Мы можем подойти к этому весьма трудному психоти-ческому материалу, сравнив страх потери "я" с более знакомой невротической тревогой, которая может скрываться за жалобой на импотенцию. При импотенции можно обнаружить следующую латентную фантазию. Индивидуум боится потерять детородную функцию, так что сохраняет ее использование (избегает кастрации), делая вид, что он кастрирован. Он отражает угрозу кастрации, притворяясь самому себе, что уже кастрирован, и действуя, будто это так и есть. Психотик использует защиту, основанную на тех же самых принципах, но она проводится не в отношении пениальных функций, а в отношении "я". Это предельная и самая парадоксально абсурдная из возможных защит, дальше которой не идут даже магические защиты. И насколько я мог видеть, она, в той или иной своей форме, является основной защитой при любой форме психоза. В наиболее общей форме ее можно выразить так: отрицание бытия как средство сохранения бытия. Шизофреник чувствует, что убил свое "я", и это происходит, чтобы избежать убийства. Он мертв, для того чтобы остаться в живых.

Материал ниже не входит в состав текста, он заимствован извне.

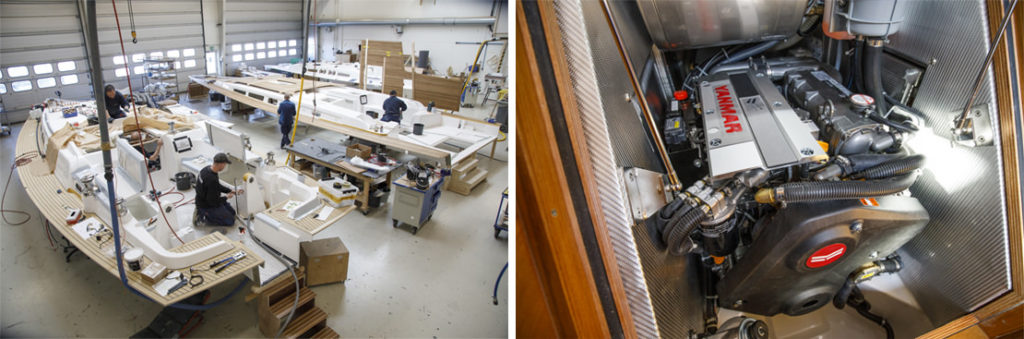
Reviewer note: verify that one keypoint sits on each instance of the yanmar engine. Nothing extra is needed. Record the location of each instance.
(807, 186)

Многообразные факторы могут сойтись вместе, чтобы так или иначе подсказать индивидууму, что надо избавиться от своего "я". Даже усилиям "я", становящегося отделяемым и неотождествляемым с телом и практически любой мыслью, чувством, действием или восприятием, не удалось в конце концов освободить его от подверженности тревоге; оно оставлено без единого возможного преимущества обособления и подвержено всем тревогам, от которых изначально стремилось уклониться.
Два следующих случая демонстрируют огромное несчастье индивидуума, впутанного в подобные проблемы.
Я увидел Розу, когда ей было двадцать три года. Во время беседы она сказала, что боится, что сходит с ума, и это фактически так и было. Она пожаловалась, что к ней возвращаются жуткие воспоминания, от которых она не" может избавиться, как ни пытается. Но теперь она нашла ответ на все это. Теперь она старалась, по ее словам, забыть эти воспоминания, забыв себя. Она попыталасьсделать это, все время глядя на других людей и, следовательно, не обращая внимания на себя. Поначалу для нее заключалось некоторое облегчение в чувстве, что ее побеждают, а она не хочет бороться. Но что-то в ней сопротивлялось этому. Она была подавлена и продолжала пробовать что-то делать, но это отнимало все больше и больше сил, пока каждая мысль или движение не стали ощущаться так, словно нуждались в преднамеренном волевом акте. Но затем она поняла, что у нее больше нет силы воли - она ее всю использовала. Более того, она боялась делать что-либо от своего имени или брать личную ответственность за делаемое собой. В то же самое время она сказала, что мучима чувством, что она уже не управляет своей жизнью: "Мое собственное бытие находится в чьих-то руках, а не в моих". У нее не было собственной жизни, она просто существовала. У нее не было для себя ни цели, ни рвения, ни смысла. Она чувствовала, как она сказала, что "она" недавно "опустилась прямо вниз", и хотела выбраться "оттуда" теперь, пока не стало слишком поздно, и, однако, у нее было чувство, что все зашло слишком далеко, и что она не может и дальше "держаться за себя", и что "это" от нее "ускользает". Если бы она могла любить людей, ей было бы лучше.